Whatever act JP Morgan is alleged to have committed is of such magnitude that a prosecution through the courts, including appeals, would have extended the proceedings not just over years, but potentially over generations. Prosecution was unrealistic and thus out of the question. JP Morgan had been allowed to grow to such an enormous size as to be out of the reach of any national government. This left the US government with no option but to negotiate a settlement. That is what it means to be “too big to fail” (TBTF).
A corporation of JP Morgan’s size is not too big to fail, it has already failed. The possibility of failure is capitalism’s safety valve. The threat of failure, be that by way of bankruptcy or abandonment by investors is essential to capitalism’s health. Profit provides the incentive to work harder and smarter. The risk of bankruptcy keeps management focused on carefully assessing risks relative to opportunities.
Banks play a key role in any economy, be that capitalism’s free enterprise or communism’s controlled enterprise. When a bank in a state-controlled economy fails, the nation as a whole suffers the consequences. When a bank in a capitalist economy fails, the consequences are suffered by the bank’s investors and the void is filled by more astute competitors.
When an economy allows TBTF enterprises, it creates a situation in which corporations in that exclusive club operate on capitalist principles when times are good, paying dividends to investors and bonuses to executives. When times are bad, however, and a TBTF corporation gets into trouble, communism’s principles are applied and the corporation is shielded by the state. The consequences are suffered by society as a whole. When a government provides a rescue package for such a corporation, it takes great care to speak about the government’s responsibility to consider the well-being of society as a whole as it scrambles to hatch a rescue package. Governments never speak of “taxpayers’ dollars” in reference to the funds needed for such rescue missions.

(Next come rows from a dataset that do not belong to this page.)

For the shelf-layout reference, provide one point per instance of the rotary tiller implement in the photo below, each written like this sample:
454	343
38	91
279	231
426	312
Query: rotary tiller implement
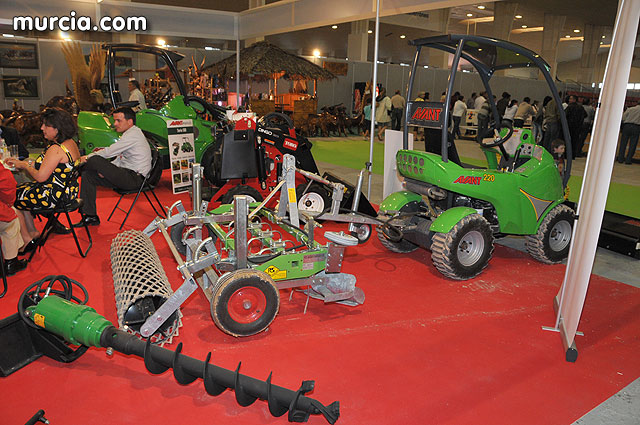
249	256
47	323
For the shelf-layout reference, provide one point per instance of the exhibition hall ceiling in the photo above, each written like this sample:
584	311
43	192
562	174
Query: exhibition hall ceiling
395	31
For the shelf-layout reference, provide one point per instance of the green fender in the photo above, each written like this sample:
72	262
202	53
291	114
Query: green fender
397	200
445	221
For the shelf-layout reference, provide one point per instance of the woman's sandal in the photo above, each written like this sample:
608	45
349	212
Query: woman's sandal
29	246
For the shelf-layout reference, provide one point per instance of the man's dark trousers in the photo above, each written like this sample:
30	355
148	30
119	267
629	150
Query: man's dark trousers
99	171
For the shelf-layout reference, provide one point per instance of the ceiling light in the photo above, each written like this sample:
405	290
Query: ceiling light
477	20
528	29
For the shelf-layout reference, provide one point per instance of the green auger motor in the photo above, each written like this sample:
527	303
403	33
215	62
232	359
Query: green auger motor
79	324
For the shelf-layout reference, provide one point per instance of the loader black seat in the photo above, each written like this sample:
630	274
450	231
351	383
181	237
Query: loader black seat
433	144
239	159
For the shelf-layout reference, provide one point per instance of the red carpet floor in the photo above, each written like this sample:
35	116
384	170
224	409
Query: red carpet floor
420	350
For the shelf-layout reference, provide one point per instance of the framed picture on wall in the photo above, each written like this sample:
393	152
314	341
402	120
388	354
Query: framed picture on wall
18	55
20	86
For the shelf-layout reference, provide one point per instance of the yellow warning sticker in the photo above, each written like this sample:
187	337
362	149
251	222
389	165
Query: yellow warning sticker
38	319
292	195
276	273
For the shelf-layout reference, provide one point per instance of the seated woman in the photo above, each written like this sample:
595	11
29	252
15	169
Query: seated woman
48	172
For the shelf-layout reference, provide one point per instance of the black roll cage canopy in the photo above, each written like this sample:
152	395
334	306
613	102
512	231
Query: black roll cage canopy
487	55
170	58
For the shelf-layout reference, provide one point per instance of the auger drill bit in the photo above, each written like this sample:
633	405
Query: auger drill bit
81	325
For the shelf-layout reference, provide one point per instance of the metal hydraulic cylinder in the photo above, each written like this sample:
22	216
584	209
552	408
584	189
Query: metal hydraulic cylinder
77	324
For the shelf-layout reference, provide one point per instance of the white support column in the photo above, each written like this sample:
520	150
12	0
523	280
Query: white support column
252	5
438	58
595	186
592	37
358	41
504	13
553	25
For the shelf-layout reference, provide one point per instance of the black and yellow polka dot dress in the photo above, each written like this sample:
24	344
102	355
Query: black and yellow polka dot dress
46	194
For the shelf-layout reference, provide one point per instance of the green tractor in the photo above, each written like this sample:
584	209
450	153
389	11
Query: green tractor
456	211
95	128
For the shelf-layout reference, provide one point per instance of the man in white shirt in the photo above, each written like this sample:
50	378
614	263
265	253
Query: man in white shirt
135	95
480	100
630	134
127	171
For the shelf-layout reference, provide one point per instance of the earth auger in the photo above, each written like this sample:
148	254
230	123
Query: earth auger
79	324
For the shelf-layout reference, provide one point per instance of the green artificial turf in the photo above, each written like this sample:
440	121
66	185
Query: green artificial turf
623	198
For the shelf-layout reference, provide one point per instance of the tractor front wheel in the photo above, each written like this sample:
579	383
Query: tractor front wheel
465	250
244	302
550	244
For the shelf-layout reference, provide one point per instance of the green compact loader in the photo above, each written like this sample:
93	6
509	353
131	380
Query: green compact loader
457	211
95	128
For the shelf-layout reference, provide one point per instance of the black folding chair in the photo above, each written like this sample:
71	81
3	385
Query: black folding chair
65	205
148	184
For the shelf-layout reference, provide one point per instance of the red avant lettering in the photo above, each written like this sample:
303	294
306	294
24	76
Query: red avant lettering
468	180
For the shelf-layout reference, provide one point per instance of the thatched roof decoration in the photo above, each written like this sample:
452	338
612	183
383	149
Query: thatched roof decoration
263	60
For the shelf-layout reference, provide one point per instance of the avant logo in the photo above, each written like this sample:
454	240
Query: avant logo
468	180
427	114
290	145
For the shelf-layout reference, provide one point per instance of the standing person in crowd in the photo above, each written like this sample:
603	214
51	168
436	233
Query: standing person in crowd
511	110
459	112
9	224
11	137
524	111
135	95
49	172
503	103
630	133
127	171
367	116
484	113
587	125
471	103
575	118
398	104
480	100
550	124
383	112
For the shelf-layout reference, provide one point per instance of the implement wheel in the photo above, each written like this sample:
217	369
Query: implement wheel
465	250
244	302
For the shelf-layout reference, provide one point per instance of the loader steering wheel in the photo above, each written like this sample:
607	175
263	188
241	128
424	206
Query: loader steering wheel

The lesson to be learned from the JP Morgan $13-billion settlement is that when a corporation reaches a size whereby failure would have catastrophic consequences for the nation and beyond, it should no longer be admired as a success. A corporation that is too big to fail is akin to a bull in a china shop; impressive in every respect but intolerable. When a corporation reaches TBTF size government needs to step in and break it up into smaller, free-standing corporations which are, once again, subject to capitalism’s elemental safety valve: the risk of failure.
[1] Bob Erb is a resident of Terrace who won $25-million from a LOTTO MAX ticket in the summer of 2013.
Andre Carrel is a retired City Administrator, journalist, author, and full-time grandpal.